Pair2Scene: Learning Local Object Relations for Procedural Scene Generation

Pair2Scene shifts 3D indoor scene generation from "directly fitting the global joint distribution" to "learning pairwise local object relations (support + function) and recursively assembling them via a scene hierarchy tree." With point cloud geometric encoding, Mixture-of-Logistics probabilistic heads, and collision-aware rejection sampling, it can generate complex scenes with object counts rising from about 4 to about 14 using only 3D-Front training data. Both FID and user studies outperform baselines such as ATISS, DiffuScene, and LayoutVLM.

PhysForge: Generating Physics-Grounded 3D Assets for Interactive Virtual World

Reframes "creating interactive 3D objects" as a two-stage problem: "physical planning first, physical generation second." The VLM acts as a physical architect, generating a "Hierarchical Physical Blueprint" with hierarchical relationships, materials, and kinematic constraints.

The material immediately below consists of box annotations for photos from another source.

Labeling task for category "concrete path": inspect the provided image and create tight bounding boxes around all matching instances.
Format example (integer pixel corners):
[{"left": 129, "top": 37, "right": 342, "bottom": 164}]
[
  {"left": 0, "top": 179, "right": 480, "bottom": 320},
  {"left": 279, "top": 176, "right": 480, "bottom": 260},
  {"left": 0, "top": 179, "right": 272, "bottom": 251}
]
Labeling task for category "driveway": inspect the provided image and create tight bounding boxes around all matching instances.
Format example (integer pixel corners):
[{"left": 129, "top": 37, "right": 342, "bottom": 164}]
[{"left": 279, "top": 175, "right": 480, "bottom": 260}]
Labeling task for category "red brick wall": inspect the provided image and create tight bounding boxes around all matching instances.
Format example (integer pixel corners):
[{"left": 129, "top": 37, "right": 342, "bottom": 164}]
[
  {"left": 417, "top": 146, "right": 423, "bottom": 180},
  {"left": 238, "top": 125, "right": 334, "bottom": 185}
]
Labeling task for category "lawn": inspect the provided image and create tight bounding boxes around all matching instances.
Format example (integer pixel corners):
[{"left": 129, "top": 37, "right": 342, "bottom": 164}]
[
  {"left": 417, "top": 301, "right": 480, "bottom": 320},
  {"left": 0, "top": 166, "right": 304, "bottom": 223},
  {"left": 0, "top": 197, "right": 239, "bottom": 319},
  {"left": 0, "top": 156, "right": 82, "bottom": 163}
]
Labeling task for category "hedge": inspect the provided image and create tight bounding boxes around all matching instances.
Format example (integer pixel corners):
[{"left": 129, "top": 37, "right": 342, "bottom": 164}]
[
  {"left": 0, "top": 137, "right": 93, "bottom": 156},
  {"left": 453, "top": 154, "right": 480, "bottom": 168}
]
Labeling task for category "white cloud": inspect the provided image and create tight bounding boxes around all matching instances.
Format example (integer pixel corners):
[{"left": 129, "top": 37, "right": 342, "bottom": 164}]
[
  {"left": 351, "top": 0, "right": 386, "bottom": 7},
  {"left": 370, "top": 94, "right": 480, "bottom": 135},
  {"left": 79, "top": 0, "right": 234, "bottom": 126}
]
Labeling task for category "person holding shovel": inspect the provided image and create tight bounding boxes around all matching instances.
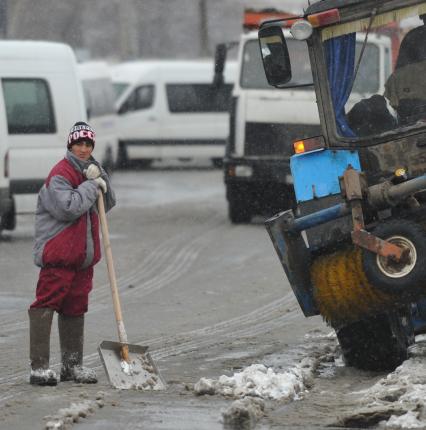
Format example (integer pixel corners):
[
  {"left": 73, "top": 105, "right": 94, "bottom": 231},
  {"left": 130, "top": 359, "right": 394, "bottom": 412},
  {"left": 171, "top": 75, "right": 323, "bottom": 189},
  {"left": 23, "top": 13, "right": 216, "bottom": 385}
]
[{"left": 28, "top": 122, "right": 115, "bottom": 385}]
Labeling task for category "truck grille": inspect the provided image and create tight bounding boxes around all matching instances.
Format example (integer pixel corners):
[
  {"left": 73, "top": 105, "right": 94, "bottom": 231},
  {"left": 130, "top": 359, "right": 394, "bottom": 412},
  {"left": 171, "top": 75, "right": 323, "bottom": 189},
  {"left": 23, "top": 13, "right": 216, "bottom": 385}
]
[{"left": 245, "top": 122, "right": 321, "bottom": 157}]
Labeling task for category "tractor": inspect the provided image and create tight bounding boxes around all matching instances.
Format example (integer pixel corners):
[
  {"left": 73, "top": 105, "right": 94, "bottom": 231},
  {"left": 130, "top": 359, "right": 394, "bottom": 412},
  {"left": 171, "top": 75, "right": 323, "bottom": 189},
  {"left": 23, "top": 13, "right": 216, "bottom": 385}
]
[{"left": 258, "top": 0, "right": 426, "bottom": 371}]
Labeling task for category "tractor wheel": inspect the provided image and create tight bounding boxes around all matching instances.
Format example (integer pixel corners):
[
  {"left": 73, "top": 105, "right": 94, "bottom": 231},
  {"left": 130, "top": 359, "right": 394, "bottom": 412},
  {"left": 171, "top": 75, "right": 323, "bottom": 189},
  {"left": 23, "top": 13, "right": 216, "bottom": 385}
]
[
  {"left": 363, "top": 219, "right": 426, "bottom": 295},
  {"left": 336, "top": 312, "right": 414, "bottom": 371}
]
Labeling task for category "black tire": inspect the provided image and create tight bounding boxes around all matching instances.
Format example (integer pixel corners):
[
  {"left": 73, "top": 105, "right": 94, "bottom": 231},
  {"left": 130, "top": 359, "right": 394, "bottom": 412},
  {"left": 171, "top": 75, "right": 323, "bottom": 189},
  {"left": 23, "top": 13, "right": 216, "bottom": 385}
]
[
  {"left": 212, "top": 158, "right": 223, "bottom": 169},
  {"left": 363, "top": 219, "right": 426, "bottom": 295},
  {"left": 134, "top": 158, "right": 154, "bottom": 169},
  {"left": 336, "top": 313, "right": 414, "bottom": 371}
]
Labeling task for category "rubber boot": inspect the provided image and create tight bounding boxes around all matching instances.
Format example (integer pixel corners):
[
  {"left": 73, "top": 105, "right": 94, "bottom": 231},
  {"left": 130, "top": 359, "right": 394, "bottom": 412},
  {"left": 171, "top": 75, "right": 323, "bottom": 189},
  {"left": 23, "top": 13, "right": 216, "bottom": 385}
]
[
  {"left": 28, "top": 308, "right": 58, "bottom": 385},
  {"left": 58, "top": 314, "right": 98, "bottom": 384}
]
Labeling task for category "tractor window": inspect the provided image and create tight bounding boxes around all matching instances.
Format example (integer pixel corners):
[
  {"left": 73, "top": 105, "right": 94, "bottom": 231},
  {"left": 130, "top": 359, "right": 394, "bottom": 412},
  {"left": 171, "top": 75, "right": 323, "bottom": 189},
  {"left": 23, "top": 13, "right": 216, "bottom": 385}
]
[
  {"left": 240, "top": 39, "right": 312, "bottom": 89},
  {"left": 322, "top": 3, "right": 426, "bottom": 139}
]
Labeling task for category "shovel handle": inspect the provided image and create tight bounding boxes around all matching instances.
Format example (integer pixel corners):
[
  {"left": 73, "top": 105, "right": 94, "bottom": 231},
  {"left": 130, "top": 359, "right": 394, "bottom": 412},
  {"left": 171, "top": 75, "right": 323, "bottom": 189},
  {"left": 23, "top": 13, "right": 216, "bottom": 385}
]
[{"left": 98, "top": 190, "right": 129, "bottom": 361}]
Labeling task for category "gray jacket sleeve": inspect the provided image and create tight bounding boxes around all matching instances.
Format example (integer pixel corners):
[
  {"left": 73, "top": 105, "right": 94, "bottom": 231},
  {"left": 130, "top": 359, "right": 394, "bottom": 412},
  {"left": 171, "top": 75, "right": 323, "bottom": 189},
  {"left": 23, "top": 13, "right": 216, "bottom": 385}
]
[{"left": 41, "top": 175, "right": 98, "bottom": 221}]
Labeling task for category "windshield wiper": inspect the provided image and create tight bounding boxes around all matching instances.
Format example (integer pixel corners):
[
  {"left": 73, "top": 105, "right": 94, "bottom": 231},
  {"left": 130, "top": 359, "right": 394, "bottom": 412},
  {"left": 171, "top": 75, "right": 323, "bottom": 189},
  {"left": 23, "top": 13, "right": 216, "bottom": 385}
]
[{"left": 349, "top": 8, "right": 377, "bottom": 94}]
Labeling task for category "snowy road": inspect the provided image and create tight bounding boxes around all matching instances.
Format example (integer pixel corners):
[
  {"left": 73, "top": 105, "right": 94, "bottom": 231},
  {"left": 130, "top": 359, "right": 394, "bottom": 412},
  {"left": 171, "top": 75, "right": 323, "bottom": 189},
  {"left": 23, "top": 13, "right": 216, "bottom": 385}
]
[{"left": 0, "top": 164, "right": 426, "bottom": 430}]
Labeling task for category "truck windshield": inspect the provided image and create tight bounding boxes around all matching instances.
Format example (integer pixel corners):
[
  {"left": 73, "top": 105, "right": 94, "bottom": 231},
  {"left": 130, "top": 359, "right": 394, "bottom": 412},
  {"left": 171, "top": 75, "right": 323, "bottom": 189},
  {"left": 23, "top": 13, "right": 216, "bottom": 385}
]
[
  {"left": 321, "top": 2, "right": 426, "bottom": 138},
  {"left": 240, "top": 39, "right": 312, "bottom": 89}
]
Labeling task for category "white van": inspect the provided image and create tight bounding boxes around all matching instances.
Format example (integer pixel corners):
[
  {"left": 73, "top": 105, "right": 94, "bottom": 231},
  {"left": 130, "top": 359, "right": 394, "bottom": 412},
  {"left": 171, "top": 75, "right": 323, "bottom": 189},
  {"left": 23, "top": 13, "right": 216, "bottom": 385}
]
[
  {"left": 112, "top": 60, "right": 236, "bottom": 166},
  {"left": 77, "top": 61, "right": 118, "bottom": 172},
  {"left": 0, "top": 41, "right": 87, "bottom": 229}
]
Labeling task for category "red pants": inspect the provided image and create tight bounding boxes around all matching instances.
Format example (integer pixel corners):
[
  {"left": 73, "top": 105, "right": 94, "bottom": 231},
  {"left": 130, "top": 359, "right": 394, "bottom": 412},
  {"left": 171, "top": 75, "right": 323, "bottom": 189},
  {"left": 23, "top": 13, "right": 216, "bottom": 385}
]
[{"left": 30, "top": 266, "right": 93, "bottom": 316}]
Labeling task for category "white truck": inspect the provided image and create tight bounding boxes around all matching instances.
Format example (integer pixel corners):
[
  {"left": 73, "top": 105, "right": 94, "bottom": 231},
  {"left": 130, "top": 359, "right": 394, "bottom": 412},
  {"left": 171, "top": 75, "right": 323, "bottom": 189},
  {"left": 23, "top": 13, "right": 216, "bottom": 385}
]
[
  {"left": 224, "top": 22, "right": 392, "bottom": 224},
  {"left": 0, "top": 41, "right": 87, "bottom": 230}
]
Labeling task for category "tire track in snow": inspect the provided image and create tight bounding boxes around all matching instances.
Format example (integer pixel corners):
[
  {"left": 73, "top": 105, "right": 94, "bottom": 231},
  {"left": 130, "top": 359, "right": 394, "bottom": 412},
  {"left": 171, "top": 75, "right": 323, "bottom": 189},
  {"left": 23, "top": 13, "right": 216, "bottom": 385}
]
[{"left": 0, "top": 293, "right": 299, "bottom": 392}]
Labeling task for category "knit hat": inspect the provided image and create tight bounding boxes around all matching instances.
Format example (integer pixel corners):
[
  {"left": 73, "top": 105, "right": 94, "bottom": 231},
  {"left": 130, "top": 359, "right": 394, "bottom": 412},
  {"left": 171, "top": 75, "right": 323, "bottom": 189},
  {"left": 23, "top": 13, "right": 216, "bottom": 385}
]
[{"left": 67, "top": 121, "right": 95, "bottom": 149}]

A diffusion model then uses KineVoxel Injection to co-denoise articulation parameters and geometric voxels. Combined with the PhysDB dataset (150k assets with four-layer annotations), this approach achieves the first single-view-to-"simulation-ready" 3D asset generation capable of grasping, pushing, and articulating in physics engines.

PhysHanDI: Physics-Based Reconstruction of Hand-Deformable Object Interactions

This paper introduces PhysHanDI, which couples the MANO hand model with a Spring-Mass soft object model. Dense hand meshes drive the physical simulation of deformable objects, while object simulation refines hand reconstruction. The method achieves SOTA dense 3D reconstruction of both hands and soft objects from sparse-view RGB-D videos.

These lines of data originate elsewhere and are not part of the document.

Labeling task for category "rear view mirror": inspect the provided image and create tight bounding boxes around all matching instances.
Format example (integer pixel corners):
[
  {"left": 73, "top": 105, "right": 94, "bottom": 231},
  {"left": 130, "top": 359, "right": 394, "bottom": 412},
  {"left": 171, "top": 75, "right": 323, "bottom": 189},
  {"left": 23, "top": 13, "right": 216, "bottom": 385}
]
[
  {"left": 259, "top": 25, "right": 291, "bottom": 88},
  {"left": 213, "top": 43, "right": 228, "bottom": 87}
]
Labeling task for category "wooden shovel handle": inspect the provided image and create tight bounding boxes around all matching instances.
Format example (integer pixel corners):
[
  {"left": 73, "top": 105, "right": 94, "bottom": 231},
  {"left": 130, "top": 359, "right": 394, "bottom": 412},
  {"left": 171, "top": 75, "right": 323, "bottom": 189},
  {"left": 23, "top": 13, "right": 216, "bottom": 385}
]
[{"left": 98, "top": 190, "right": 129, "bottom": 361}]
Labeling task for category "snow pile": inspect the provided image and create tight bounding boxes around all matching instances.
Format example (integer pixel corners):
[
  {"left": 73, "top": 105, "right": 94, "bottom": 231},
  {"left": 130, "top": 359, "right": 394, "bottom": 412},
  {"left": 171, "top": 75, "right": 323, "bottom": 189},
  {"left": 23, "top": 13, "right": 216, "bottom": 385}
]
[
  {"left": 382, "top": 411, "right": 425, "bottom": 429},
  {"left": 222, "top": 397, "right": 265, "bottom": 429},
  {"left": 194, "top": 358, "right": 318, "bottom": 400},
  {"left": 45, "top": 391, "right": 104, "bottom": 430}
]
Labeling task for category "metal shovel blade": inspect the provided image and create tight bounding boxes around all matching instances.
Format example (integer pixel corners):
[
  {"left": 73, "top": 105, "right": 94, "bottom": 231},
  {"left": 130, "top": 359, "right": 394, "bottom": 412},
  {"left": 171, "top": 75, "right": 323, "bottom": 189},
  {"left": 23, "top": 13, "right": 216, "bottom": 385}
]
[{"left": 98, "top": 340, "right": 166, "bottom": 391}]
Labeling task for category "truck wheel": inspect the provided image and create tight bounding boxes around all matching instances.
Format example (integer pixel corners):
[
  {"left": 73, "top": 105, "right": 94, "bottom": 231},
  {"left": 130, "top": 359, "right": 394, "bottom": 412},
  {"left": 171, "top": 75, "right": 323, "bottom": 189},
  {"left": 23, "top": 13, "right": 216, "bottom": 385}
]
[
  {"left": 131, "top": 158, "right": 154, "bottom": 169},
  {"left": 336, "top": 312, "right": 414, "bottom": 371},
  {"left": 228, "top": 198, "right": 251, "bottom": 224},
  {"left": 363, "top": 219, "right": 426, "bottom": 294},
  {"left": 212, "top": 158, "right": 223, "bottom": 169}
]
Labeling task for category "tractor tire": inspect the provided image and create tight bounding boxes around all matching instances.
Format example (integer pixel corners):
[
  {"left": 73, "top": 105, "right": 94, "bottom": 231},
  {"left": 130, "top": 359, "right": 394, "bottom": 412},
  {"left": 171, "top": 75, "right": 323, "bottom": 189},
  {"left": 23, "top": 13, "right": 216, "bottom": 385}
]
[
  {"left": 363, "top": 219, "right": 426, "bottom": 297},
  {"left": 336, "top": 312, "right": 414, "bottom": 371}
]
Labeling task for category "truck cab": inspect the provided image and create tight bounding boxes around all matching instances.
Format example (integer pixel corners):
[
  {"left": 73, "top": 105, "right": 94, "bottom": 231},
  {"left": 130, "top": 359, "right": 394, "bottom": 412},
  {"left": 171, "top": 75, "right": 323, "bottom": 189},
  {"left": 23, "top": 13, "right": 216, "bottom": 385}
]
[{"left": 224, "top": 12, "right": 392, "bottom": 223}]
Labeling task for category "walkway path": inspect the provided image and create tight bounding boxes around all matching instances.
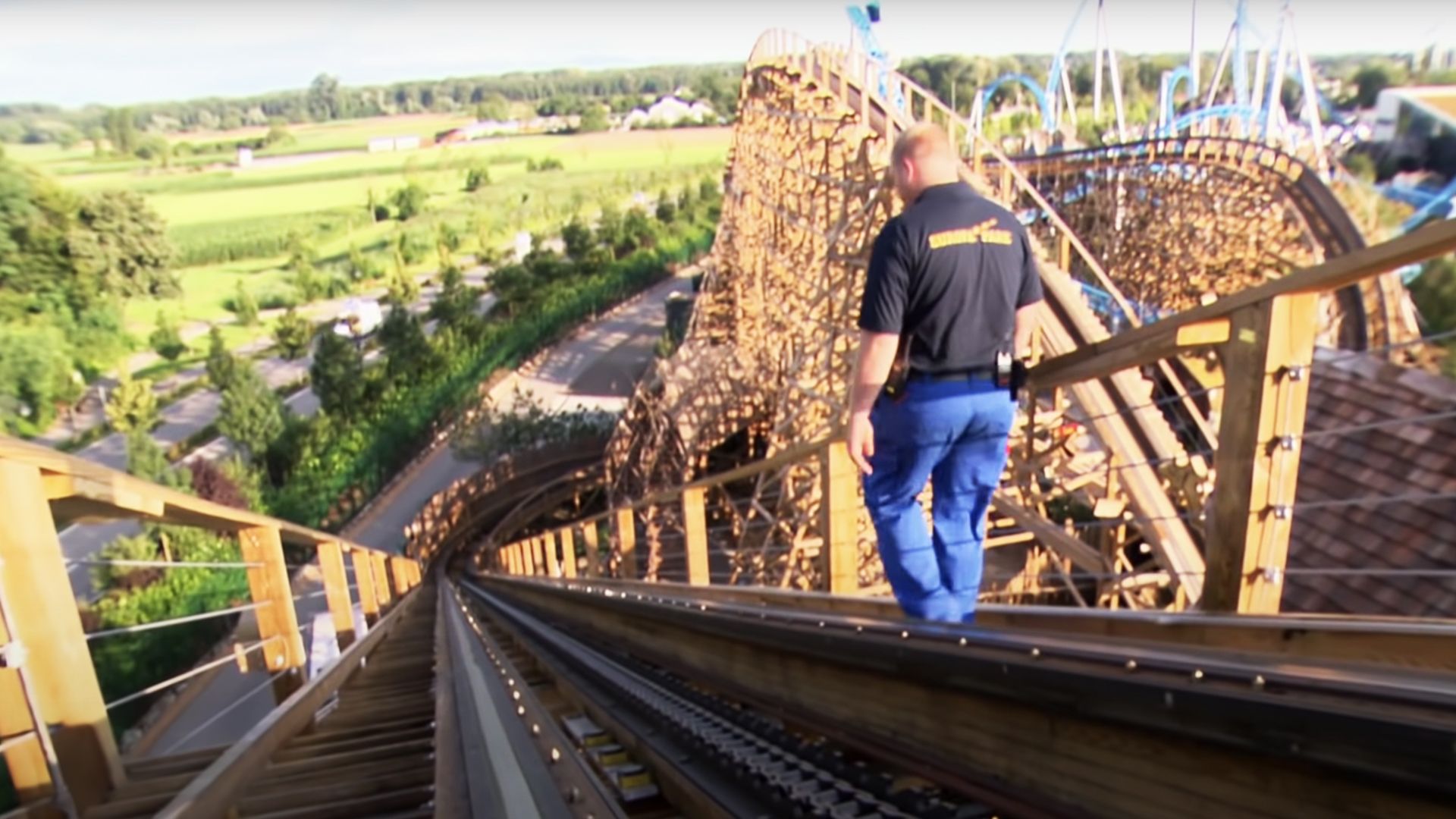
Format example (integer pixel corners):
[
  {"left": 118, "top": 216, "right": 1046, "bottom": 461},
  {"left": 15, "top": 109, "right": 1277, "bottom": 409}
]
[{"left": 143, "top": 272, "right": 689, "bottom": 756}]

R\(^3\)L: Reasoning 3D Layouts from Relative Spatial Relations

R³L attributes the two systematic errors in MLLM multi-hop "relative spatial relation" reasoning (semantic drift and metric drift) to "repeated reference frame transformations," and introduces three modules—Invariant Spatial Decomposition (shortening relation chains), Consistent Spatial Imagination (imagine-and-revise loop to eliminate conflicts), and Supportive Spatial Optimization (global-local pose reparameterization)—to enable GPT-5-generated open-vocabulary 3D scenes to achieve near-zero collision and out-of-bounds rates across 9 scene types, with semantic metrics significantly surpassing LayoutVLM/Holodeck/LayoutGPT.

Revisiting Photometric Ambiguity for Accurate Gaussian-Splatting Surface Reconstruction

AmbiSuR explicitly models two types of intrinsic photometric ambiguities in Gaussian Splatting (primitive boundary spillover and under-constrained pixel blending) and resolves them using truncation and ray-color consistency. It further employs higher-order spherical harmonic coefficients as "self-indicators" to identify high-risk ambiguous primitives and applies amorphous local prior regularization. This reduces the average Chamfer distance on DTU to 0.46, surpassing the previous best GeoSVR (0.47).

SplAttN: Bridging 2D and 3D with Gaussian Soft Splatting and Attention for Point Cloud Completion

This work identifies that in multimodal point cloud completion, "hard projection of 3D points directly onto 2D grids" leads to a support set with Lebesgue measure zero and gradients truncated by Dirac delta (termed Cross-Modal Entropy Collapse). The authors replace hard projection with differentiable Gaussian Soft Splatting for continuous density estimation, and employ a hybrid encoder combining local EdgeConv and global Transformer, along with a global-local decoder. The method achieves SOTA on PCN/ShapeNet-55/34, and counter-factual evaluation on KITTI demonstrates that baselines actually degenerate into "unimodal template retrievers."